Paul McCartney and Wings, “Wild Life” [50th Anniversary Edition]

The job of this freshly remodeled package is to heighten the stellar, grungy-but-clean studio mix given to the original sessions by Tony Clark and Alan Parsons.
Reviews

Paul McCartney and Wings, Wild Life [50th Anniversary Edition]

The job of this freshly remodeled package is to heighten the stellar, grungy-but-clean studio mix given to the original sessions by Tony Clark and Alan Parsons.

Words: A.D. Amorosi

March 15, 2022

Paul McCartney and Wings
Wild Life [50th Anniversary Edition]
CAPITOL/UME

After Paul McCartney’s initial two homespun solo albums away from The Beatles, the Cute One was ready to blossom out and buddy up beyond his wife Linda. To that end, the married McCartneys welcomed one-time Moody Blues guitarist Denny Laine (a prominent songwriter on his own, having been covered by The Zombies’ Colin Blunstone) and American session drummer-percussionist Denny Seiwell to their fold, called their project Wings—even though this first fruit of Winged union sounded more like the cozily domestic union of husband and wife than that of a true band.

Band or no band, Wild Life is merely OK, the weakest spot in McCartney’s solo career featuring everything from a slack cover of the Mickey & Sylvia hit “Love is Strange,” to two takes each on two of the direst, twee-est tracks the man ever recorded in “Bip Bop” and “Mumbo.” Terrible songs aside, two of McCartney’s (or McCartneys’) longest pre-jam-band-era wonks—the piano- and vibraphone-heavy “Dear Friend” and the curiously clumsy “Some People Never Know”—sound fantastic and crisp.

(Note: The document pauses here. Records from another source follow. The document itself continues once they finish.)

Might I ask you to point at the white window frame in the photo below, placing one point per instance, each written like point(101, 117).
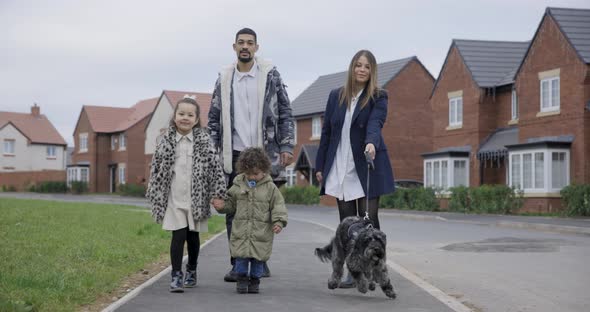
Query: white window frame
point(295, 131)
point(121, 173)
point(122, 142)
point(437, 164)
point(291, 176)
point(552, 105)
point(83, 142)
point(547, 169)
point(78, 174)
point(51, 151)
point(456, 106)
point(514, 106)
point(9, 146)
point(316, 127)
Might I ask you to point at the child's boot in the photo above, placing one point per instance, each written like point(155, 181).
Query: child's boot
point(176, 284)
point(190, 280)
point(253, 285)
point(242, 284)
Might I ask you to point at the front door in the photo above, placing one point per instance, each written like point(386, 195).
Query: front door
point(112, 178)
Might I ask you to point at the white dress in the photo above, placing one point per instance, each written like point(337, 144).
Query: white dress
point(342, 181)
point(178, 213)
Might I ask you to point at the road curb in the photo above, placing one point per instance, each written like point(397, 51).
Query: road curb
point(132, 294)
point(542, 227)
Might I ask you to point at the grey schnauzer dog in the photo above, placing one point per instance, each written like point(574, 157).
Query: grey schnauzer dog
point(362, 247)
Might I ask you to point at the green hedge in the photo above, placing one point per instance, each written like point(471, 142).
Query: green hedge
point(411, 199)
point(49, 187)
point(136, 190)
point(576, 199)
point(499, 199)
point(8, 188)
point(303, 195)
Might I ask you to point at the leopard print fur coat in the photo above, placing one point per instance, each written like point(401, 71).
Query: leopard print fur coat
point(208, 180)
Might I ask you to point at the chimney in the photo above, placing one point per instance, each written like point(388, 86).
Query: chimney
point(35, 110)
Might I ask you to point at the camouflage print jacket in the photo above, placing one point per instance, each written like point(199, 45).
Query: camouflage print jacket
point(276, 127)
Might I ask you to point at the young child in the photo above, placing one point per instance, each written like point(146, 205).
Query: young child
point(186, 176)
point(259, 213)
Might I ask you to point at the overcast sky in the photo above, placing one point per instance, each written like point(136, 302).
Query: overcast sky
point(65, 54)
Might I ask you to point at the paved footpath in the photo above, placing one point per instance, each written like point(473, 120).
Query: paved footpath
point(298, 283)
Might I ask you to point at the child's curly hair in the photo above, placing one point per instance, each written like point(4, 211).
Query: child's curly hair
point(253, 158)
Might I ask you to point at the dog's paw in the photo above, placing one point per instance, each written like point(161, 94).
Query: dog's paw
point(391, 294)
point(372, 286)
point(362, 287)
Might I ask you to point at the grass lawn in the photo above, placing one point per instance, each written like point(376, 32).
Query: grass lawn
point(57, 256)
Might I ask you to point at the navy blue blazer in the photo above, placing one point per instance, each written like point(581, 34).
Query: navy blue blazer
point(365, 128)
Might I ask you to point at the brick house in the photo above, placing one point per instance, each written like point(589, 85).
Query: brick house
point(408, 84)
point(158, 121)
point(109, 146)
point(32, 150)
point(553, 117)
point(472, 103)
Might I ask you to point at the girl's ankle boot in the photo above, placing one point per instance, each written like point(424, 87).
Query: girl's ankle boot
point(176, 283)
point(253, 285)
point(242, 284)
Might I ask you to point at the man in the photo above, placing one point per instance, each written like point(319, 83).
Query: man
point(250, 108)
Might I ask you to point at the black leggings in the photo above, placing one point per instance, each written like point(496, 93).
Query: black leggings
point(193, 244)
point(357, 208)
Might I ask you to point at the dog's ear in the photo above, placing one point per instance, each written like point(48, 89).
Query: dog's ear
point(381, 237)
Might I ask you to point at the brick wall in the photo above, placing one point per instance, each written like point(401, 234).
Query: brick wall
point(84, 126)
point(22, 179)
point(551, 50)
point(455, 76)
point(303, 137)
point(408, 128)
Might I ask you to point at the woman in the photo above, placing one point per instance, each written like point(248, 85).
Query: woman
point(352, 124)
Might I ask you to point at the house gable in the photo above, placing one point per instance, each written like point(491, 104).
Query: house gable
point(158, 121)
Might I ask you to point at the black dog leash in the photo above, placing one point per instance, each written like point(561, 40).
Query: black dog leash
point(370, 165)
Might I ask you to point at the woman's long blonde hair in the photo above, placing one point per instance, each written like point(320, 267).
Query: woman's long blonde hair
point(371, 87)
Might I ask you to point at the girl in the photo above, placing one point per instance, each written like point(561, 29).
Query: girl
point(185, 177)
point(352, 125)
point(259, 213)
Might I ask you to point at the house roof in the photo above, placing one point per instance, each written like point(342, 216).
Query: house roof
point(38, 129)
point(491, 63)
point(451, 151)
point(138, 112)
point(105, 119)
point(559, 141)
point(313, 99)
point(575, 25)
point(204, 100)
point(494, 146)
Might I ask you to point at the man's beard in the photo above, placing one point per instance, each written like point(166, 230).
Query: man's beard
point(245, 59)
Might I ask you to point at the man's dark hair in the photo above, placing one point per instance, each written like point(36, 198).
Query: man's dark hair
point(252, 159)
point(246, 31)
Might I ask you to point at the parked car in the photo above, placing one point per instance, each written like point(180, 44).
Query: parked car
point(406, 184)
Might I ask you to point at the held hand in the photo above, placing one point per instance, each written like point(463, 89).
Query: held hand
point(286, 159)
point(371, 149)
point(218, 203)
point(319, 176)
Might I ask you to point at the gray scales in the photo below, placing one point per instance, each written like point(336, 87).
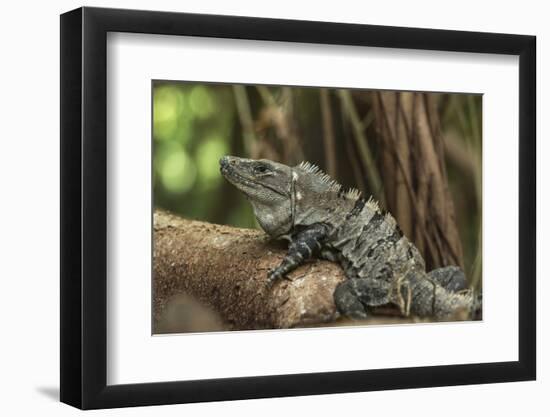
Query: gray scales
point(319, 218)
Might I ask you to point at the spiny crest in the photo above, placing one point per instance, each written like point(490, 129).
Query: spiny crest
point(352, 193)
point(323, 177)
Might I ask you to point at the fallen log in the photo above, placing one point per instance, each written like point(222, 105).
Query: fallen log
point(214, 268)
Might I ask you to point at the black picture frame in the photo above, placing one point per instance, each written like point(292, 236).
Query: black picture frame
point(84, 207)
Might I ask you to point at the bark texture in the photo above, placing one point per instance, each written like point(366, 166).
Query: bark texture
point(225, 268)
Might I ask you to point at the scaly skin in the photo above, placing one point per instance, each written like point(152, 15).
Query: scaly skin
point(319, 218)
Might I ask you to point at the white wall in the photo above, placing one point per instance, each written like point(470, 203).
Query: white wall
point(29, 176)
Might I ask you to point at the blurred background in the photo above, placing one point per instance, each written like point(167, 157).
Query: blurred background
point(418, 154)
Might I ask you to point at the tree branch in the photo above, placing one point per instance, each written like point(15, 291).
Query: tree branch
point(225, 268)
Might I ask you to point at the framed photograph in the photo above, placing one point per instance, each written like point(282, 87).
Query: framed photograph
point(257, 208)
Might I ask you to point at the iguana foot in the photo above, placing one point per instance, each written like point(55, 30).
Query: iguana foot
point(449, 277)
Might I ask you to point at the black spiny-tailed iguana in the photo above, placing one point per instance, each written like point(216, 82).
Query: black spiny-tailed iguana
point(319, 218)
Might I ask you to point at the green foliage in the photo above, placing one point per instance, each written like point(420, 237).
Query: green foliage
point(194, 124)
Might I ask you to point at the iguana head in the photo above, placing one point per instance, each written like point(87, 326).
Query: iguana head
point(285, 197)
point(268, 187)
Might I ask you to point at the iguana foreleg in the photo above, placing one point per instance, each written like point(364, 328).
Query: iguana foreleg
point(303, 246)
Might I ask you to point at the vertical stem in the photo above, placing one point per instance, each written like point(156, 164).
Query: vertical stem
point(328, 133)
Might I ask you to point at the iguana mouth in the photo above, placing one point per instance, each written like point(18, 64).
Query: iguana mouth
point(232, 175)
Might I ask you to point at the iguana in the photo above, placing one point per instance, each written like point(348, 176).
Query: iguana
point(320, 218)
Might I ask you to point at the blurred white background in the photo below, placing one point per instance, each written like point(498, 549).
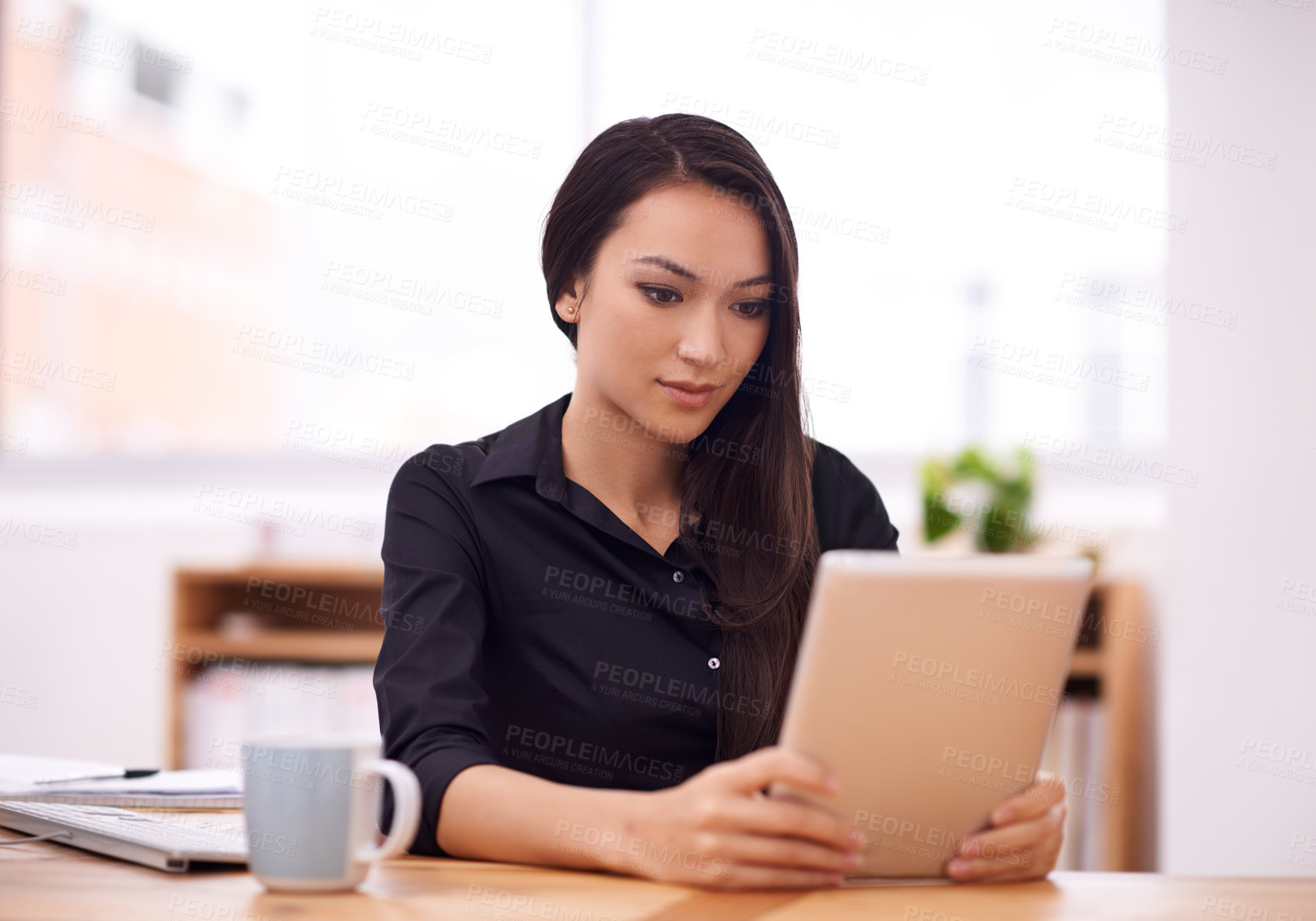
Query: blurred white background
point(274, 251)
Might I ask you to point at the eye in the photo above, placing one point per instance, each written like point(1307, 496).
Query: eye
point(759, 308)
point(652, 290)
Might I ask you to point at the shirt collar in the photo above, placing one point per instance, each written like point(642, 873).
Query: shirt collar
point(530, 446)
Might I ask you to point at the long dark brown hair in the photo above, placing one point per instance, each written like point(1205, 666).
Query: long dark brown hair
point(755, 537)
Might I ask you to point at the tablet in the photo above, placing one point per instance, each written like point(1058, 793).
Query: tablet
point(929, 684)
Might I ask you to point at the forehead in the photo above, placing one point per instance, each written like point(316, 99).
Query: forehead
point(715, 236)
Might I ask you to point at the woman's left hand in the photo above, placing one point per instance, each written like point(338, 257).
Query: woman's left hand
point(1022, 841)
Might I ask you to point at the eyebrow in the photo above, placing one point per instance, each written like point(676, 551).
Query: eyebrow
point(675, 267)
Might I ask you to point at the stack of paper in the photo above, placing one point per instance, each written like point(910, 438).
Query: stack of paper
point(165, 789)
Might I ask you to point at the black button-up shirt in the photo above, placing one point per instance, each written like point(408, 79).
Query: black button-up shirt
point(526, 625)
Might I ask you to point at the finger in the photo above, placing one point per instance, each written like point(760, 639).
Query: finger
point(759, 768)
point(1028, 848)
point(779, 819)
point(1041, 795)
point(785, 817)
point(785, 852)
point(1027, 835)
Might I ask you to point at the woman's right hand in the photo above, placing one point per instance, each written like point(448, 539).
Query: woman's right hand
point(717, 829)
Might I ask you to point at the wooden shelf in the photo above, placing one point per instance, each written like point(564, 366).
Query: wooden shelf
point(1086, 663)
point(291, 645)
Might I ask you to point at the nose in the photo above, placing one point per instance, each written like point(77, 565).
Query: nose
point(702, 337)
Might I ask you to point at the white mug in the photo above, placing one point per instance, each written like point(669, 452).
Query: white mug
point(311, 806)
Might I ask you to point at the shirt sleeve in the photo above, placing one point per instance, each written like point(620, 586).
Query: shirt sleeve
point(850, 513)
point(428, 677)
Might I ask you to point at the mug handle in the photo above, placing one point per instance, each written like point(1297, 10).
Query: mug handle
point(406, 810)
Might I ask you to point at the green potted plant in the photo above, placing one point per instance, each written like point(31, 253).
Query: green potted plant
point(1001, 522)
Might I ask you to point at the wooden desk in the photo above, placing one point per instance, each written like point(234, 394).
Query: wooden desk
point(44, 881)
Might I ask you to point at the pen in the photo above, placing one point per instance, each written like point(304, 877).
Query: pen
point(127, 774)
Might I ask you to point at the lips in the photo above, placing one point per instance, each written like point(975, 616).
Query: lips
point(688, 398)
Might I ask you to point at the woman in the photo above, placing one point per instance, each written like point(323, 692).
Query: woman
point(593, 615)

That’s the point of this limited-edition, half-speed mastered vinyl pressing: Other than work to complete any Fab Four completist’s collection, the job of this freshly remodeled package is to heighten the stellar, grungy-but-clean studio mix given to the original Wild Life sessions by Tony Clark and Alan Parsons, as well as strip the Wings album from the folderol given in previous repackagings which added the limp likes of “Scotland, 1971” and “Give Ireland Back to the Irish.” So then, be thankful for this 50th-anniversary release: it could have been worse.